If the state of Iowa wants to grow its health care workforce, decision-makers need to acknowledge why people are leaving, which is not because of a lack of sufficient medical training at one of the highest-ranked medical schools in the country. The UI’s Department of Obstetrics and Gynecology could produce the best OB-GYNs of our generation, and they will still leave Iowa for a state more conducive to their practices.
On Feb. 18, Iowa Gov. Kim Reynolds introduced a bill that would consolidate and more than double funding for current state-funded student loan repayment programs; enhance payment to draw down federal dollars to create 150 new residency slots at Iowa’s 14 teaching hospitals; and unbundle Medicaid maternal rates to increase rates for health care providers who support mothers and babies.
The governor is quoted on her official state website saying, “The well-being of working families and rural communities depends on access to high quality health care. Iowa has a strong foundation to build on, but we need more medical professionals, including specialists, in every part of the state … That’s a game changer for rural communities and every part of the state.”
But is it?
Even if an OB-GYN resident in Iowa wants to practice in rural communities, there is a good chance there are no obstetric facilities in those communities to support them. The state must allocate funding to maintain clinics in rural counties before it funds more medical slots for residents in the UIHC, so those prospective residents will have the opportunity to practice in rural locations.
It doesn’t do expectant mothers living in rural areas much good to have more OB-GYNs working in urban hospitals when it still takes them nearly an hour to get there, a distance that can be fatal depending on labor and complications.
It also doesn’t do them any good to have more OB-GYNs who are too scared to perform their responsibilities for fear of losing their jobs.
Abortion bans have driven so many prospective residents elsewhere specifically because of their vague exceptions that leave medical practitioners throwing up their hands. The exact wording of Iowa’s exception law states a physician “certifies that the fetus has a fetal abnormality that in the physician’s reasonable medical judgment is incompatible with life.”

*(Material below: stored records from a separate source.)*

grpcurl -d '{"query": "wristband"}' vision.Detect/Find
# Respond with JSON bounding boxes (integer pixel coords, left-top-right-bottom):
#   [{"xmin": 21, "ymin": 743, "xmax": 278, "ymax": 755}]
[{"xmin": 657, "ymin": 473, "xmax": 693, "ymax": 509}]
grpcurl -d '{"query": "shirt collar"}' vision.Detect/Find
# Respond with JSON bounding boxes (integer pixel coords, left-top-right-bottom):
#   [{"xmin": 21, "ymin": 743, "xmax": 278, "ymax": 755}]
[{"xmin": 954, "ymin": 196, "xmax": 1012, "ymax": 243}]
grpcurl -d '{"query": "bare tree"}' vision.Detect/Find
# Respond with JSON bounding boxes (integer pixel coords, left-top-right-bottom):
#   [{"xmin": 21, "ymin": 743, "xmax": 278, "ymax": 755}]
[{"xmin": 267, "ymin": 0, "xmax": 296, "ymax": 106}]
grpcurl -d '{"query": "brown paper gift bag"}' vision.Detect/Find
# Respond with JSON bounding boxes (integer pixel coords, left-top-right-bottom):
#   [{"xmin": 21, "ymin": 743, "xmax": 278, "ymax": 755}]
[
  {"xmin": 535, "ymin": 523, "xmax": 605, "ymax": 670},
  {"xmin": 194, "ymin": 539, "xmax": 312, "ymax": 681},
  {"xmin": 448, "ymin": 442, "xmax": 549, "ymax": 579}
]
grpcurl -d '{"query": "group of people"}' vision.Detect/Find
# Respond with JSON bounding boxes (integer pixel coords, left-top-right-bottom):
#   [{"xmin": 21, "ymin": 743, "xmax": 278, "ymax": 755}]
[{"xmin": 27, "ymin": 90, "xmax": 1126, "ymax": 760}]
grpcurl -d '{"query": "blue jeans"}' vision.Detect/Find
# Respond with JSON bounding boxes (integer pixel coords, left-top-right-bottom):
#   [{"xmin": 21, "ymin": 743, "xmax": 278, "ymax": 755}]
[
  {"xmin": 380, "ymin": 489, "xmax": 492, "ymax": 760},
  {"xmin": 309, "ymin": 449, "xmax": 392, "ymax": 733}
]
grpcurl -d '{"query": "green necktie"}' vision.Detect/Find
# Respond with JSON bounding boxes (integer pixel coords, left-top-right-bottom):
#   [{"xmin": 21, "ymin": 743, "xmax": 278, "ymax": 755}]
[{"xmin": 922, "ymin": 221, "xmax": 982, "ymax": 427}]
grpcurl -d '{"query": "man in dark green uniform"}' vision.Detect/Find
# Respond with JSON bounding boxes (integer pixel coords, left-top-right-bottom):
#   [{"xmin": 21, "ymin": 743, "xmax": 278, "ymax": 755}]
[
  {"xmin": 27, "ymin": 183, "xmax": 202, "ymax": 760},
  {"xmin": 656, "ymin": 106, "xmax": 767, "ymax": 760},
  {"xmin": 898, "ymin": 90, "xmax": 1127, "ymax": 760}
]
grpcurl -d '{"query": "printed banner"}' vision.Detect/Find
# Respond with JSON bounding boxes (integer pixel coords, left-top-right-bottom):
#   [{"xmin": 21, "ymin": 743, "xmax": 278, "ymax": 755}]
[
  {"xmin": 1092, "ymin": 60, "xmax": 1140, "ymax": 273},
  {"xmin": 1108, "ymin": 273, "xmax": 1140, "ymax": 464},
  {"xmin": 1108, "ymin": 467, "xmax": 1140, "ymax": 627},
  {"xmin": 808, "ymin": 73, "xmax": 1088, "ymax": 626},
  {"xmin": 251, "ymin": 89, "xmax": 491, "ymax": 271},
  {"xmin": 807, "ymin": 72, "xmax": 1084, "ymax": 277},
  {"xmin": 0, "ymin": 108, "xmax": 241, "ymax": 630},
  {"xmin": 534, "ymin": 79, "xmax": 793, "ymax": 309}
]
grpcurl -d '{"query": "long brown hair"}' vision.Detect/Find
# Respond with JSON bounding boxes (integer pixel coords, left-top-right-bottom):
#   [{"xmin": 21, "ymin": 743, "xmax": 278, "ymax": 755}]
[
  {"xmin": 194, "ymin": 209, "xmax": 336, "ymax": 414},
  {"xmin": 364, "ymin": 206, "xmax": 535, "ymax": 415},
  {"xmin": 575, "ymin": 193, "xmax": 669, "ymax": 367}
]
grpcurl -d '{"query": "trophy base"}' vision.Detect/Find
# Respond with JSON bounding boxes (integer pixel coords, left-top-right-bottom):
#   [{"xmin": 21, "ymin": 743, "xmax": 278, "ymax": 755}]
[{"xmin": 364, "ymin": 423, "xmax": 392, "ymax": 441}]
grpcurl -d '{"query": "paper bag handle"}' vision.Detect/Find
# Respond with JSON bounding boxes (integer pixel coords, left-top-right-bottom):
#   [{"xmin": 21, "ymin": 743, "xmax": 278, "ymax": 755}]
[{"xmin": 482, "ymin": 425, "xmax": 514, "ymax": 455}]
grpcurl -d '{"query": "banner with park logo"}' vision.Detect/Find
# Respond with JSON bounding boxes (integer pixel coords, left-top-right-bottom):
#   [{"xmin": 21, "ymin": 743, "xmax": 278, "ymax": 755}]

According to an Iowa Capital Dispatch article, health care representatives “have criticized the medical exceptions in the law, saying that it is often difficult for doctors to determine when an abortion is ‘necessary’ to save the life of the pregnant woman. In other states with more restrictive abortion bans, advocates argue doctors avoid performing needed procedures due to fear of losing their medical license or facing criminal penalties.”
Legislation in Iowa needs to be more specific when it comes to outlining what doctors can and cannot do when it comes to performing abortions. It needs to define which medical emergencies constitute the procedure so that women are not bleeding out on tables, in waiting rooms, or in parking lots while their doctors ponder the ethical question of life.
Maternal care deserts are an effect, and the only way to address them is by making reparations to their causes. Regardless of political or religious belief, we should all agree access to maternal and life-saving health care is a basic human right.
Let’s let mothers and fathers worry about putting cribs together instead of what might happen if they bring one less person home from the hospital.